Central banks both in Europe and in the U.S. continue to conduct their expansionary monetary policy, which means that interest rates are going to be kept at very low levels also looking forward. These are good news for the borrowers as loans are not expected to become more expensive. On the other hand, it is not possible to get decent returns on the invested cash in this environment: deposit rates just marginally exceed zero percent level, while government bond yields are virtually 0%. If one also adds the inflation rate, it becomes clear that the cash capital is losing its value.
Low interest rates are a true headache for all investors worldwide. However, it is possible to find solutions in the current situation. As such, one of the most attractive alternatives is an investment in the companies with high dividend yield and limited share price volatility. Baltic companies are very generous in terms of dividend payout: average dividend yield for Baltic market is 4.8%, which compares with just 1.6% in the U.S. and 3% in Europe. Lithuanian telecom Telia, Estonian retailer Tallinna Kaubamaja, Port of Tallinn – these are just few examples of attractive dividend payers with yields over 6.5%.
Other possibility for investors to consider is purchase of high-yield corporate bonds. These are the bonds originating from the issuer with riskier balance sheet, usually operating in capital intensive industries. Therefore, higher interest rates are paid to reward for the additional risk. On Nasdaq Baltic Stock Exchange, it is possible to find a number of attractive investment options – corporate bonds with yields of 6-8% per annum, which can help not only in beating the inflation, but also in capital appreciation.
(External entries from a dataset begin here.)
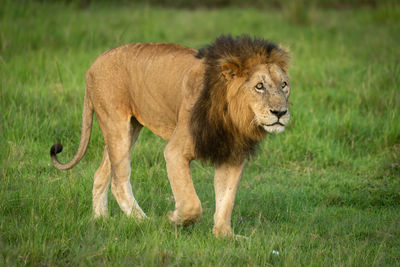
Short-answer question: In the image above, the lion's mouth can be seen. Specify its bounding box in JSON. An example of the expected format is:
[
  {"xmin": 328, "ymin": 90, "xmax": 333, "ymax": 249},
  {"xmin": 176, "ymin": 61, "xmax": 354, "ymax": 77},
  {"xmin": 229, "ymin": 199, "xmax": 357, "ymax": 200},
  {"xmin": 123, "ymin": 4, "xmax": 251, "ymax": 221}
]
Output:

When considering lucrative investment options, online peer-to-peer platforms should not be neglected. These fintech companies, which usually are more efficient in matching lenders and borrowers than traditional banks, offer 10-14% annual return in Baltics. Naturally, the risks associated with investments in such platforms should not be ignored - compared with equity and bond investments the operational history of online platforms is rather limited, which translates into low outlook visibility.
All of the mentioned investment solutions have their risks, which should be acknowledged when developing investment strategy for company’s cash allocation. However, when risks are properly accounted for, it is possible to build a well-balanced portfolio for idle cash in order to earn returns exceeding inflation rate.